Posted February. 10, 2007 03:00,
How do you do, seniors!
On February 2 at the factory of SK Incheon Oil in Wonchang-dong, Seogu, Incheon, the voices of 10 newly employed staff members roared.
More older staff members were busy explaining the oil-processing steps to the fresh faces of their juniors. But the faces of the veteran staff members dealing with the novices never stopped smiling. They were the welcome juniors who were employed through a public hiring push held by SK Incheon Oil for the first time in the last decade.
After a lost decade, the number of employees was cut to half-
SK Incheon Oil was a blue chip company that represented Incheon, but has had a difficult time since 1997 when it was unable to employ new workers from that year until now.
The mother company of SK Incheon Oil is Gyeong-in Energy, which was established by a joint investment from Hanwha Group and Union Oil, a U.S. based oil company, in 1969. Hanwha Group underwrote the shares of Union Oil in 1983 and changed the name of the company to Hanwha Energy.
It acted as the cash cow of Hanwha Group but was unable to succeed in the period during and following the peak of the foreign exchange crisis.
In the end, the enterprise was sold to Hyundai Group in 1999 in one of the enterprise big deals (the exchange of business fields between enterprise groups), which was promoted during the Kim Dae-jung administration when Hyundai Oil Bank underwrote 3 trillion won in Hanwha Energy debt.
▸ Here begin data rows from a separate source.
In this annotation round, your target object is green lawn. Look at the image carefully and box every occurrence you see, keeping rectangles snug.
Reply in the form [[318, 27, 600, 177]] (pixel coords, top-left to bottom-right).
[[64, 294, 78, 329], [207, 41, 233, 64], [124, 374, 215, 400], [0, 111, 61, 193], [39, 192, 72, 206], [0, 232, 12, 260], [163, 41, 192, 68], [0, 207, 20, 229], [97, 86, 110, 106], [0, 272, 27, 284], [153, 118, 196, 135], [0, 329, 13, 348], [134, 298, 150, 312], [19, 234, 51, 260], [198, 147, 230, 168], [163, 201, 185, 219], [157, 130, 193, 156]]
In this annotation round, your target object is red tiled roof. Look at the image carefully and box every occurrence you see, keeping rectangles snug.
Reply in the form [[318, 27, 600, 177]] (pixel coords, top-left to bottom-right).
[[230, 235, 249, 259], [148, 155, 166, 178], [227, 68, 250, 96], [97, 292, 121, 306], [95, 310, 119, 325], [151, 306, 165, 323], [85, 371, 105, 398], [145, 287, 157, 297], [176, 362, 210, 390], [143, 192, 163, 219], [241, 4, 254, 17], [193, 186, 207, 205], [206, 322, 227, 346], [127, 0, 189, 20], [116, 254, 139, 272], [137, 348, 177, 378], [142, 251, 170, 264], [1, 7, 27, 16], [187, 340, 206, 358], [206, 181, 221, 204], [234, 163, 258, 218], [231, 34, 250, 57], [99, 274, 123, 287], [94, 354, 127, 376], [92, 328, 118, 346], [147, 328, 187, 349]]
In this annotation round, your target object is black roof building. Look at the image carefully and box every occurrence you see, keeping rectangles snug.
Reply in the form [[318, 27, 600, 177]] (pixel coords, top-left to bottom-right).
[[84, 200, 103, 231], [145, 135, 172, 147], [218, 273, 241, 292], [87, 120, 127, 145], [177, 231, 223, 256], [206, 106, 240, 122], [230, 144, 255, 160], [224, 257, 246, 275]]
The name of the firm was then changed to Incheon Oil.
Misfortune did not end here. In a situation of confusion caused by the so-called Dispute of Princes in the Hyundai Group in 2000 and the death of Chung Ju-young, the founder of Hyundai, in 2001, Incheon Oil was no different from an abandoned child in the entire Hyundai Group. Then came the vicious tides of the enormous exchange losses and the surcharges imposed by the Fair Trade Commission.
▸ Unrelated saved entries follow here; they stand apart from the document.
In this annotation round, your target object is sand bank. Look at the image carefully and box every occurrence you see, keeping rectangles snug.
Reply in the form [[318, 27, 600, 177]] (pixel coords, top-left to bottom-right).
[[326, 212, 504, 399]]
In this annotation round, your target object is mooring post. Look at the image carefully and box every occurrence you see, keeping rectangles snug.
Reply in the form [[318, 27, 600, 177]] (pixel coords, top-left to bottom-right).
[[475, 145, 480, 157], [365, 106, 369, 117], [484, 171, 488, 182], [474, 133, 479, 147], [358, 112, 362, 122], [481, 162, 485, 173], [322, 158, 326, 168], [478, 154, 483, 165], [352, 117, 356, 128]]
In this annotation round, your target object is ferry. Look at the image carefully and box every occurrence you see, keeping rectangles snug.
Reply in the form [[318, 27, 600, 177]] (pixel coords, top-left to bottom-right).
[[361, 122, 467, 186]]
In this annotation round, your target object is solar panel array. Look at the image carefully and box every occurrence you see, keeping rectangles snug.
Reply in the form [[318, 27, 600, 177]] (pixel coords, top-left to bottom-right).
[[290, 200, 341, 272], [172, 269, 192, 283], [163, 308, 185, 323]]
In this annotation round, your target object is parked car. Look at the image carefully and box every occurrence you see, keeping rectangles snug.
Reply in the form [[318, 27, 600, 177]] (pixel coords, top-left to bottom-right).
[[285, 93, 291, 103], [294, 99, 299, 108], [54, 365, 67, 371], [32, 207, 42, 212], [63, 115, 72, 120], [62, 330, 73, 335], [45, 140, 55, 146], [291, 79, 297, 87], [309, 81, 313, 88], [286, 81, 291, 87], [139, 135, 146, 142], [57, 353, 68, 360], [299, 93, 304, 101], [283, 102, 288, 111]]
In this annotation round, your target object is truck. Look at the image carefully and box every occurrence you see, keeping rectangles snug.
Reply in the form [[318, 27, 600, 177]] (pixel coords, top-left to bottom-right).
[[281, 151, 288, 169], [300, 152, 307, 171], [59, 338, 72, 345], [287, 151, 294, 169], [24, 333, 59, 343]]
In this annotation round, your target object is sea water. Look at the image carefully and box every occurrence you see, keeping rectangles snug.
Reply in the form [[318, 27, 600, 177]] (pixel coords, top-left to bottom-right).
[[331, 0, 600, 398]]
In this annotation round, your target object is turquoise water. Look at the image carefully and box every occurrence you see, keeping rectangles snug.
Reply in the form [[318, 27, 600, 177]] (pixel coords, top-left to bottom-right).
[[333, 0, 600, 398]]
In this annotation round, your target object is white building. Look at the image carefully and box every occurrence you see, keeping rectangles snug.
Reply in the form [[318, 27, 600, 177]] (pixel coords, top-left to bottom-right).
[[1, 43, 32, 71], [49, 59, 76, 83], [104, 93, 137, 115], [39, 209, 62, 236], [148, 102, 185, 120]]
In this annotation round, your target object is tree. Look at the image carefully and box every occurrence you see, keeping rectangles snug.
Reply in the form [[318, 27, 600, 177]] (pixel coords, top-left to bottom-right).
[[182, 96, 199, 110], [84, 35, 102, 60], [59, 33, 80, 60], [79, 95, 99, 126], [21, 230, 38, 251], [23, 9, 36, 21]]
The firms workers were unable to avoid the blows of restructuring. More than 1,000 were employed by the firm at the end of 1990s, but by the time the enterprise became incorporated under the SK Group last year, the number fell to slightly above 490. Hiring through public employment, an annual event of other enterprises, was an extravagant luxury to this enterprise.
Hoping for new energy-
The depression was prolonged in the oil industry and the enterprise was pushed to the verge of collapse when it began liquidation procedures in 2001. But it won attentions again after being helped by the China-effect in 2003 and transformed itself into SK Incheon Oil after it was incorporated into the SK Group.
Instead of restructuring SK Incheon Oil, the SK Group annexed it to its list of companies for public recruitment. The decision was made to inject the enterprise with new energy.
At the news of the public hiring, which was the first in the past decade, the staff of SK Incheon Oil was excited, and heavy hearted at the same time.
There were no staff members employed through public hiring under the director-rank since 1997, says Director Kim Myeong-gi, who is in charge of the on-site education of the new employees. Looking at the new staff, Im sometimes reminded of the faces of my coworkers who had to leave the company in times of crisis.
Choi Gwang-su (27), a new employee, says, Im still a new face here, but Ill make efforts to learn the work and help the company make another leap.